[
https://issues.apache.org/jira/browse/CASSANDRA-16238?page=com.atlassian.jira.plugin.system.issuetabpanels:comment-tabpanel&focusedCommentId=17332737#comment-17332737
]
Brandon Williams commented on CASSANDRA-16238:
----------------------------------------------
Branch [here|https://github.com/driftx/cassandra/tree/CASSANDRA-16238].

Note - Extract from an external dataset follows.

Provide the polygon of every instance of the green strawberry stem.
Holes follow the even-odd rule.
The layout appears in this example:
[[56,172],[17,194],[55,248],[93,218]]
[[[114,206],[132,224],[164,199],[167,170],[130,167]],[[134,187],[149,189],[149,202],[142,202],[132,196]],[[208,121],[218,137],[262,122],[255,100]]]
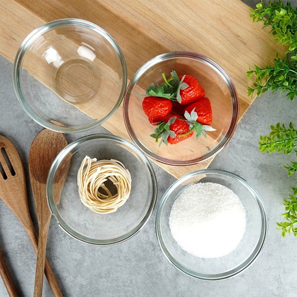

[!https://ci-cassandra.apache.org/job/Cassandra-devbranch/714/badge/icon!|https://ci-cassandra.apache.org/blue/organizations/jenkins/Cassandra-devbranch/detail/Cassandra-devbranch/714/pipeline]
{noformat}
[junit-timeout] INFO [node4_GossipStage:1] node4 2021-04-23 16:23:05,381
Gossiper.java:1296 - Node /127.0.0.1:7012 is now part of the cluster
[junit-timeout] DEBUG [node4_GossipStage:1] node4 2021-04-23 16:23:05,381
StorageService.java:2730 - Node /127.0.0.1:7012 state NORMAL, token
[-3074457345618258603]
[junit-timeout] INFO [node4_GossipTasks:1] node4 2021-04-23 16:23:05,393
Gossiper.java:997 - FatClient /127.0.0.1:7012 has been silent for 0ms, removing
from gossip
[junit-timeout] DEBUG [node4_GossipStage:1] node4 2021-04-23 16:23:05,398
StorageService.java:2677 - New node /127.0.0.1:7012 at token
-3074457345618258603
{noformat}
We can see here that .1 is detected for the first time via gossip, and as it is
going through StorageService but before it is added to TokenMetatadata, the
gossiper's status check has begun running. Since the quarantine delay is
overridden to zero, without a presence in TMD the node is not a member yet and
thus deemed a fat client, and removed.
{noformat}
[junit-timeout] INFO [node4_GossipStage:1] node4 2021-04-23 16:23:05,407
TokenMetadata.java:505 - Updating topology for /127.0.0.1:7012
[junit-timeout] INFO [node4_GossipStage:1] node4 2021-04-23 16:23:05,414
TokenMetadata.java:505 - Updating topology for /127.0.0.1:7012
[junit-timeout] DEBUG [node4_GossipStage:1] node4 2021-04-23 16:23:05,422
StorageService.java:2730 - Node /127.0.0.1:7012 state NORMAL, token
[-3074457345618258603]
[junit-timeout] INFO [node4_GossipStage:1] node4 2021-04-23 16:23:05,422
StorageService.java:2733 - Node /127.0.0.1:7012 state jump to NORMAL
[junit-timeout] DEBUG [node4_GossipStage:1] node4 2021-04-23 16:23:05,447
Gossiper.java:1243 - removing expire time for endpoint : /127.0.0.1:7012
[junit-timeout] INFO [node4_GossipStage:1] node4 2021-04-23 16:23:05,447
Gossiper.java:1244 - InetAddress /127.0.0.1:7012 is now UP
[junit-timeout] INFO [node4_GossipStage:1] node4 2021-04-23 16:23:05,447
Gossiper.java:579 - removed /127.0.0.1:7012 from seeds, updated seeds list = []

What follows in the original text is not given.